Internet-only grocer now making rounds in Philly

FreshDirect.com driver Cesar Soler delivering fresh-food groceries Monday to a house in Center City.
FreshDirect.com driver Cesar Soler delivering fresh-food groceries Monday to a house in Center City. (MICHAEL S. WIRTZ / Staff Photographer)
Posted: October 03, 2012

FreshDirect.com, the Internet-only grocer that has built a devoted flock of click-and-buy shoppers in the high-rises of New York and across its suburbs, rolled delivery trucks into Philadelphia on Monday to launch its first expansion beyond the Big Apple.

Although initially delivering only to households in and around Center City, the company that hawks farm-to-doorstep produce, meticulously selected seafood, and prepared dinners, along with supermarket staples, hopes to expand deeper next year into the Philadelphia region, building upon this area's reputation as a food lovers' haven.

"We are extremely excited to be in Philadelphia today," FreshDirect cofounder and chief executive Jason Ackerman said during a news conference in City Hall, surrounded by wooden baskets and crates brimming with red apples, bell peppers in four colors, petite eggplants, tomatoes, and autumnal gourds.

The move would create up to 25 jobs, possibly more depending on further expansion; FreshDirect currently has 2,400 full-time employees. It enters the Philadelphia market a year after competitor Peapod.com arrived.

Billing itself as the largest independent online fresh-food store, the privately owned company has built $500 million in annual sales since Ackerman, a onetime investment banker who worked on supermarket deals, founded FreshDirect a decade ago.

But the grocer has pursued growth slowly, Ackerman said, partly because its business model - which lacks brick-and-mortar stores - has required a lot of work to design and hone. Cofounder David McInerney reiterated a similar theme when interviewed later.

The company's "mission," though: "To be the No. 1 world-class fresh-food store," Ackerman said.

By store, he means something quite different from conventional supermarkets.

FreshDirect buys food right from farms, picking up the products with its own trucks, then storing them at a warehouse, where they do not sit waiting for delivery to neighborhood stores.

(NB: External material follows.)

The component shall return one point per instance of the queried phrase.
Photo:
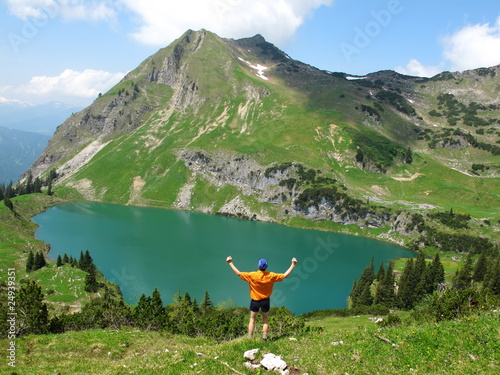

Instead, orders flow in through the Internet, are assembled at the warehouse, and are trucked to the homes of customers.

The company has a crossdock on Richmond Street, where orders will be sorted after arriving from New York. However, the company is not in talks with Mayor Nutter's office for a distribution hub to support its expansion, said chief marketing officer John Leeman.

"We met with the Nutter administration a few times just to let them know what we're doing," Leeman said in an interview. (Deputy Mayor Alan Greenberger, Nutter's commerce director, also was at the 10 a.m. news conference.)

The fact that FreshDirect eliminates the costly brick-and-mortar element helps it procure high-quality food that can be sold at prices the company considers competitive in some categories with Giant Food Stores, in others with Whole Foods, Ackerman said.

The lean approach even helps offset the cost of parking tickets, which Ackerman suggested were a considerable part of doing business in New York. (He noted that a Philadelphia parking-enforcement officer almost ticketed one of FreshDirect's trucks Monday at City Hall, before offering a preemptive pardon.)

"You don't need to be the biggest player to get the best prices," said McInerney, a onetime chef, who leads the chain's sourcing efforts by routinely visiting farms, and even the start of salmon-fishing season in Alaska, to score the best melons or fish.

FreshDirect is testing the local waters in a zone dense and vertical with households: bound by the Schuylkill and Delaware Rivers and Girard and Washington Avenues.

The city's food-renaissance vibe was one reason Philadelphia was chosen for the company's expansion. Another: The region has two-income households who eat at home a lot and fit FreshDirect's demographic, said Leeman, the marketing chief.

Also important, according to Ackerman, was the region's appeal in recent years to supermarket competitors Whole Foods and Wegmans, which have been locating more and more stores here.

"That tells us a lot," he said.

Finally, the region's proximity to FreshDirect's base of operations in Long Island City, N.Y., was a factor. Local orders will be bundled and delivered from that hub, as part of FreshDirect's next-day-delivery model.

FreshDirect delivers from 6 a.m. to 11 p.m. seven days a week and charges either a per-delivery fee of roughly $6.99, or allows customers to pay $59 for six months, or $99 for a year of unlimited deliveries.

Food Trade News publisher Jeff Metzger said the company's slow growth has been a curiosity, likely affected by its early struggles to turn a profit. Online works well for electronics and books, but is trickier with food.

"They've had at least three CEOs," Metzger noted. And there aren't a lot of markets like New York, with its residents' deep pockets and tall buildings - a natural fit for online grocers. He predicted that the company would spend bundles to spread the word about itself to Philadelphians.

Said Metzger: "It's going to cost them a lot."